In the meantime, young people continue to get lured to tobacco products and are not fully aware of the serious health implications. “There is little political will to implement public health initiatives. Tobacco industry has made deep inroad into the Government. By using employment and revenue argument to protect tobacco industry, the Government is falling to perverse arguments of the industry. This patronage of the Government is insensitive and any efforts by civil society are proving to be ineffective to reign in the use of tobacco” says says Ashutosh Sing of the Indian Media Centre for Journalists, a Lucknow based organisation that has been working towards creating awareness on the harms of tobacco use.
“Overall, 14.7 percent of Indian students use tobacco. The number of new users of tobacco from February 1, 2007 to May 31, 2009 (the supposed date when pack warning will be notified) will be in a couple of millions”, according to a public health scientist who wishes to remain unnamed.
Basic facts about tobacco and health
= Tobacco causes lung disease, cancer, heart disease, low birth weight and increased infant death as well as other problems in those exposed.
= More than 5 million people are killed by tobacco each year – more than AIDS, tuberculosis and malaria combined. In this century, unless urgent action is taken, tobacco could kill more than 1 billion people.

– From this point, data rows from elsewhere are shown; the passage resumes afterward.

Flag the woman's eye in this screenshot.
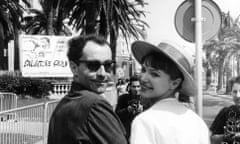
[141,67,146,73]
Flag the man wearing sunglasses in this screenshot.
[48,35,127,144]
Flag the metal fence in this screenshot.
[0,100,59,144]
[0,92,17,111]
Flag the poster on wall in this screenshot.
[19,35,72,77]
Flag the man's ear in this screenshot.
[171,78,182,89]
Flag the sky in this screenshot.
[143,0,240,54]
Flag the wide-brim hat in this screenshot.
[131,41,197,96]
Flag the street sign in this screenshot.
[175,0,221,42]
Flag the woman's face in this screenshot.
[140,65,175,99]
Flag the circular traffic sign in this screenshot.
[175,0,221,42]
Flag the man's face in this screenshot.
[232,83,240,105]
[71,41,112,94]
[130,81,141,95]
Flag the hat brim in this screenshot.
[131,41,197,96]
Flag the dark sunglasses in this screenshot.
[78,60,115,72]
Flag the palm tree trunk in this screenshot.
[85,0,98,34]
[47,7,54,35]
[217,60,224,90]
[0,23,5,70]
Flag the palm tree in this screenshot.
[58,0,147,59]
[0,0,29,70]
[23,0,72,35]
[204,13,240,90]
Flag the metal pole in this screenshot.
[195,0,202,117]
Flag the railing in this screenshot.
[0,92,17,111]
[50,82,71,99]
[0,100,59,144]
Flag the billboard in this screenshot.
[19,35,72,77]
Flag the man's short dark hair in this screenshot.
[67,34,110,63]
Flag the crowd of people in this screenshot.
[48,35,240,144]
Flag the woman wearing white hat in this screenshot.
[130,41,210,144]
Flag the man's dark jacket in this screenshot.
[48,82,127,144]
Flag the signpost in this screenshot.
[175,0,221,117]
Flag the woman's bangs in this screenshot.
[143,55,162,69]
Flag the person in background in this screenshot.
[210,76,240,144]
[48,35,127,144]
[130,41,210,144]
[116,78,127,97]
[115,76,143,140]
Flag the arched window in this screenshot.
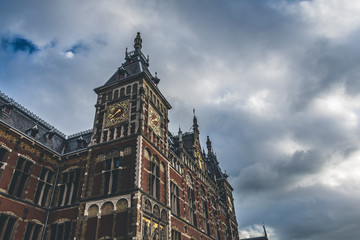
[170,182,180,216]
[34,167,55,206]
[0,213,17,239]
[9,157,33,198]
[149,156,160,200]
[49,220,71,240]
[24,221,43,240]
[186,173,197,227]
[58,168,80,206]
[114,89,119,99]
[201,186,210,233]
[126,86,131,95]
[133,83,137,94]
[108,92,112,101]
[160,162,167,204]
[103,150,121,195]
[0,145,9,179]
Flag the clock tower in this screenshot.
[79,33,171,239]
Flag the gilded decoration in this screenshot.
[0,129,16,142]
[148,105,161,136]
[20,143,40,155]
[88,204,99,217]
[105,100,130,127]
[101,202,114,215]
[116,199,128,212]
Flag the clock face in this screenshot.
[105,100,129,127]
[228,196,234,212]
[148,105,161,135]
[196,152,203,169]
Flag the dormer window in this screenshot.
[2,103,14,116]
[25,124,39,138]
[76,136,87,149]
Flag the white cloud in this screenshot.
[65,51,75,58]
[287,0,360,39]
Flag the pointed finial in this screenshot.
[206,136,212,154]
[263,223,267,239]
[134,32,142,50]
[151,72,160,85]
[125,47,130,60]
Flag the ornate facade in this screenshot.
[0,33,238,240]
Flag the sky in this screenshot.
[0,0,360,240]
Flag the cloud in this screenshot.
[1,36,39,54]
[0,0,360,240]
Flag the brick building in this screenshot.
[0,33,239,240]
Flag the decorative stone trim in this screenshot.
[84,194,131,216]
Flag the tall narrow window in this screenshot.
[24,222,42,240]
[201,186,210,234]
[9,157,33,198]
[0,147,9,178]
[171,229,181,240]
[149,156,160,200]
[34,167,54,206]
[0,213,16,239]
[186,174,197,227]
[103,150,121,195]
[50,221,71,240]
[58,169,80,206]
[170,182,180,216]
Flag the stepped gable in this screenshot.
[0,92,66,153]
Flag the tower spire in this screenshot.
[134,32,142,50]
[206,136,212,155]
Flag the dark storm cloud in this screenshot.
[0,0,360,240]
[66,42,89,53]
[1,35,39,54]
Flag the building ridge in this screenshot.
[0,91,66,138]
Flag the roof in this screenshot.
[241,236,268,240]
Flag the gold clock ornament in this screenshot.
[148,105,161,136]
[196,152,203,169]
[105,100,130,127]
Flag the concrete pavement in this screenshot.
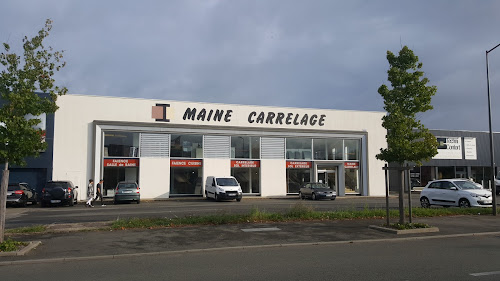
[0,215,500,266]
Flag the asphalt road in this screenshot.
[0,236,500,281]
[6,194,420,228]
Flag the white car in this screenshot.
[420,179,493,208]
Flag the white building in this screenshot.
[52,95,387,200]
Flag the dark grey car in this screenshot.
[114,181,141,204]
[41,181,78,207]
[299,182,337,200]
[7,182,38,207]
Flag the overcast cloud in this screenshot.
[0,0,500,131]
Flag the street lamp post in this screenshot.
[486,44,500,216]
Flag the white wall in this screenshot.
[260,159,286,197]
[139,158,170,199]
[202,158,231,196]
[52,95,387,199]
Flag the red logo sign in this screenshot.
[286,161,311,169]
[344,162,359,169]
[104,158,139,167]
[170,160,203,167]
[231,160,260,168]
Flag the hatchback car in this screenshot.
[114,181,141,204]
[41,181,78,207]
[7,182,38,207]
[299,182,337,200]
[420,179,493,208]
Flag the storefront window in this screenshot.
[345,168,360,194]
[170,167,202,195]
[231,168,260,194]
[104,132,139,157]
[286,169,311,193]
[231,136,260,159]
[344,140,359,160]
[313,139,343,160]
[170,134,203,158]
[286,138,312,160]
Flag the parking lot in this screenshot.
[6,194,426,228]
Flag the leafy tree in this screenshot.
[376,46,438,223]
[0,19,68,242]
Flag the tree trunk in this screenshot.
[0,161,9,243]
[399,167,405,224]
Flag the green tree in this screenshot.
[0,19,68,242]
[376,46,438,223]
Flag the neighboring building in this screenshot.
[390,130,500,191]
[6,92,386,200]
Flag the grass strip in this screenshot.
[5,225,47,233]
[0,239,28,252]
[111,203,492,229]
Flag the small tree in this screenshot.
[0,19,68,242]
[376,46,438,223]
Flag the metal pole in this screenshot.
[486,44,500,216]
[385,164,389,227]
[406,164,412,223]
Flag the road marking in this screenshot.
[241,227,281,232]
[469,271,500,277]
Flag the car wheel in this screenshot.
[420,197,431,208]
[458,199,470,208]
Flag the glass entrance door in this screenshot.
[318,169,337,191]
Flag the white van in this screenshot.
[205,176,242,202]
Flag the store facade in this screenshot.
[47,95,386,199]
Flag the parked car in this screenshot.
[299,182,337,200]
[7,182,38,207]
[420,179,493,208]
[205,176,243,202]
[113,181,141,204]
[41,181,78,207]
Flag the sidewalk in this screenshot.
[0,215,500,266]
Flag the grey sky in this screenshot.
[0,0,500,131]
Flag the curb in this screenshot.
[0,241,42,257]
[368,225,439,234]
[0,231,500,266]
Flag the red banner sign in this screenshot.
[286,161,311,169]
[231,160,260,168]
[104,158,139,167]
[344,162,359,169]
[170,160,203,167]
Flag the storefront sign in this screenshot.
[104,159,139,167]
[151,104,326,127]
[432,137,462,159]
[464,138,477,160]
[170,160,203,167]
[231,160,260,168]
[344,162,359,169]
[286,161,311,169]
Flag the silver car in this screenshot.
[420,179,493,208]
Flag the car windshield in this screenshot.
[455,181,481,189]
[118,182,136,189]
[7,185,21,191]
[310,183,329,188]
[45,182,68,189]
[217,178,238,186]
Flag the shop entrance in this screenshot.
[318,167,337,191]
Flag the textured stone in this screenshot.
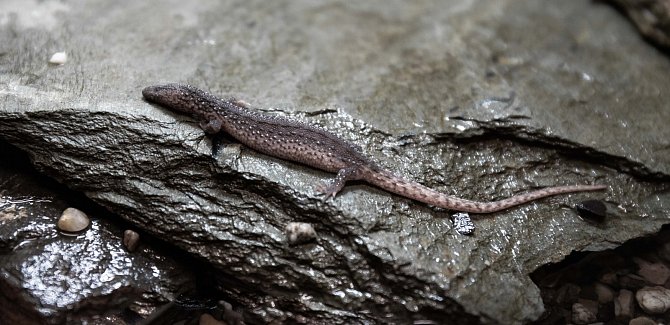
[628,316,658,325]
[595,282,614,304]
[0,0,670,324]
[635,286,670,315]
[634,258,670,285]
[614,289,635,318]
[572,302,596,324]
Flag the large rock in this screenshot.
[0,0,670,324]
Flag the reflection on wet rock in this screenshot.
[285,222,316,245]
[123,229,140,252]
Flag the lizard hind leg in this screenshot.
[316,166,360,200]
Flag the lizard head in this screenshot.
[142,84,217,115]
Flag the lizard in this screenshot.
[142,83,607,214]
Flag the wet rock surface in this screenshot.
[609,0,670,49]
[0,0,670,324]
[0,145,205,324]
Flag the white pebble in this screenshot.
[635,286,670,315]
[285,222,316,245]
[56,208,91,233]
[49,52,67,64]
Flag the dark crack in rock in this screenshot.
[609,0,670,49]
[0,0,670,324]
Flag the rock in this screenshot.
[556,283,582,308]
[198,313,226,325]
[285,222,316,245]
[633,258,670,285]
[609,0,670,50]
[0,180,199,324]
[123,229,140,252]
[628,316,658,325]
[594,282,614,304]
[49,52,67,65]
[0,0,670,324]
[619,274,647,291]
[614,289,635,318]
[657,242,670,263]
[57,208,91,233]
[572,302,596,324]
[596,300,616,322]
[575,200,607,223]
[577,298,598,319]
[635,286,670,315]
[599,272,619,287]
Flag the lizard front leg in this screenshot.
[316,166,360,200]
[198,119,221,134]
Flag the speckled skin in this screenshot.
[142,84,606,213]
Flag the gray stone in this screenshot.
[594,282,614,304]
[628,316,658,325]
[572,302,596,324]
[614,289,635,318]
[0,0,670,324]
[635,286,670,315]
[634,258,670,285]
[0,168,200,324]
[56,208,91,233]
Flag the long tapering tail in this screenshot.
[364,169,607,213]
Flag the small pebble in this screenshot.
[633,258,670,285]
[628,316,657,325]
[49,52,67,65]
[285,222,316,245]
[614,289,635,318]
[635,286,670,315]
[123,229,140,252]
[451,212,475,235]
[556,283,582,308]
[575,200,607,223]
[56,208,91,233]
[572,302,596,324]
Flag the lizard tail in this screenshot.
[364,169,607,213]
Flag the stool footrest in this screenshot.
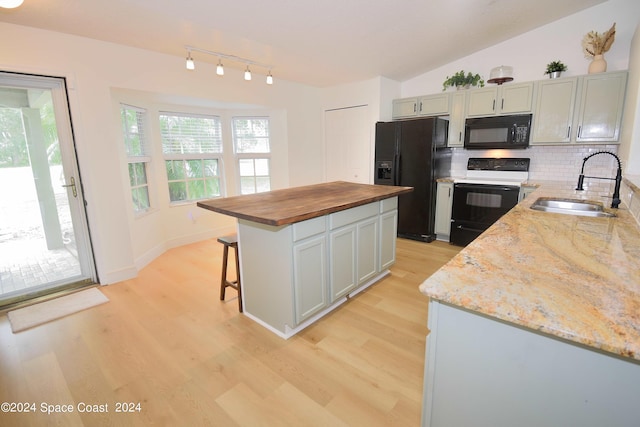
[218,234,242,313]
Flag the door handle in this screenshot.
[63,177,78,197]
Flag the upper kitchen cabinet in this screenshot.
[531,71,627,145]
[418,93,451,116]
[531,77,578,144]
[392,93,450,119]
[576,71,627,142]
[467,82,533,117]
[391,98,418,119]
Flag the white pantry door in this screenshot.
[0,72,97,307]
[324,105,373,184]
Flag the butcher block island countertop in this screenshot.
[198,181,413,226]
[420,183,640,427]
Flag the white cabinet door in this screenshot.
[576,71,627,142]
[356,217,378,285]
[467,82,533,117]
[531,77,578,144]
[496,82,533,114]
[379,210,398,271]
[435,182,453,242]
[293,234,328,324]
[518,185,538,203]
[418,93,451,116]
[391,98,418,119]
[447,91,466,147]
[329,225,357,302]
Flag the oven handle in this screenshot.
[454,183,520,191]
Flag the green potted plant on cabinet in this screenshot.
[545,61,567,79]
[442,70,484,92]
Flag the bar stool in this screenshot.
[218,234,242,313]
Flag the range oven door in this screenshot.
[450,183,520,246]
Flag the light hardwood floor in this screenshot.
[0,239,459,427]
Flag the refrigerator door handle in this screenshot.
[393,153,402,185]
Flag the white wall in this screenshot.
[0,22,323,283]
[401,0,640,186]
[619,20,640,176]
[401,0,640,97]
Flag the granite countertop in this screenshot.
[197,181,413,226]
[420,183,640,363]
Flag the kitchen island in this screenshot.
[198,181,412,338]
[420,183,640,427]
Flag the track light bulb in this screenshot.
[0,0,23,9]
[187,52,196,70]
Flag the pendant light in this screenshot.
[185,45,273,85]
[0,0,24,9]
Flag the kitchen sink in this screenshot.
[531,197,616,218]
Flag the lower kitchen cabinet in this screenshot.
[238,197,398,338]
[422,299,640,427]
[435,182,453,242]
[518,185,538,203]
[447,90,466,147]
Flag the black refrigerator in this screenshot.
[374,117,451,242]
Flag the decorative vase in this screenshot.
[589,55,607,74]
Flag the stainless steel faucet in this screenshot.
[576,151,622,209]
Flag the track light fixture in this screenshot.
[184,46,273,85]
[0,0,23,9]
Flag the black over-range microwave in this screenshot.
[464,114,531,149]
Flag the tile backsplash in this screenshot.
[451,144,624,183]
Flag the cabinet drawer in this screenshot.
[329,202,380,230]
[380,197,398,213]
[293,216,327,242]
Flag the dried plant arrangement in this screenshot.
[582,22,616,58]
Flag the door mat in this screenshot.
[7,288,109,333]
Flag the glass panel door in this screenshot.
[0,72,97,306]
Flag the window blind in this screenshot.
[120,104,150,157]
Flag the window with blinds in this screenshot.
[232,117,271,194]
[120,104,151,214]
[160,112,223,203]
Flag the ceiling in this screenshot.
[0,0,605,87]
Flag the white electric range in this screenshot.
[450,157,531,246]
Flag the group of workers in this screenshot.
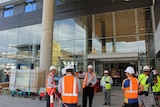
[46,65,160,107]
[122,65,160,107]
[46,65,97,107]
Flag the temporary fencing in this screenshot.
[9,69,44,95]
[50,92,68,107]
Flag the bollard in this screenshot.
[50,91,54,107]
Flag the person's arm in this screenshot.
[48,76,56,88]
[109,76,113,84]
[90,74,97,87]
[58,78,62,93]
[77,78,81,92]
[121,79,130,92]
[138,83,144,92]
[100,76,106,87]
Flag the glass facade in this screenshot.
[0,24,41,69]
[0,8,155,78]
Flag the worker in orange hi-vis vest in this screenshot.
[82,65,97,107]
[58,65,81,107]
[46,66,57,107]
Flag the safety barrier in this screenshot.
[50,91,68,107]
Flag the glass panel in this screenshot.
[137,8,153,34]
[95,13,113,37]
[54,19,75,41]
[116,36,138,53]
[75,40,86,55]
[53,41,75,60]
[3,5,14,17]
[137,35,146,54]
[25,0,36,12]
[75,17,87,39]
[115,10,136,36]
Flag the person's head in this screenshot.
[152,69,158,75]
[65,65,74,73]
[87,65,93,72]
[61,68,66,75]
[49,65,57,74]
[103,70,109,76]
[143,65,150,75]
[124,66,135,77]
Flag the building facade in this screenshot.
[0,0,160,80]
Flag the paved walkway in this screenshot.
[0,86,123,107]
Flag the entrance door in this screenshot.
[95,61,138,85]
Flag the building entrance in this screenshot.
[95,61,138,86]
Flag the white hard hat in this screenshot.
[87,65,93,68]
[62,68,66,75]
[104,70,109,74]
[143,65,150,71]
[65,65,74,71]
[49,66,57,71]
[124,66,135,74]
[152,70,157,75]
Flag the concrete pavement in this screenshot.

= Tobacco kills 50 to 75 percent of its users and on average “15 years prematurely”.
= Smoking causes 10% of the 10 million (1 crore) deaths per year from all causes. 70% of smoking deaths are in middle age (30-69): 700,000 (7 lakh); 600,000 men and 100,000 women 1 in 5 of all adult male deaths and 1 in 20 of all adult female deaths in middle age
= Over 1/2 of smoking deaths are in illiterate adults India's toll of tobacco-related deaths is expected to rise from about 9,00,000 annually to 930,000 by the year 2010, and bidis to exceed 1 million annually by 2013 currently account. For 77 percent of the market for smoked tobacco. Studies indicate that bidi smokers are five to six times more likely to develop lung cancer than non-smokers. Pack warnings therefore become essential to inform the illiterate and the young who are about to take up the habit.
= Medical costs from smoking impoverish several million people in India. The annual cost in India for treating Tobacco related cancers, coronary artery disease and chronic obstructive lung disease is conservatively estimated at INR 27,761 Crore (USD 6.5 billion)
About pack warnings
= The effectiveness of pack warnings is well established by rigorous scientific studies globally and endorsed by the World Health Organisation (WHO)
= Despite the tobacco industry’s and the GoM’s dire predictions and their gullibility, numerous independent studies have shown that pack warnings do not have a negative economic impact or impact employment of people. The effects are very log term and the Government (in particular Ministry of Commerce) as part of global and national commitments has to works towards alternative plans for employment and livelihood to those dependent on tobacco cultivation and industry.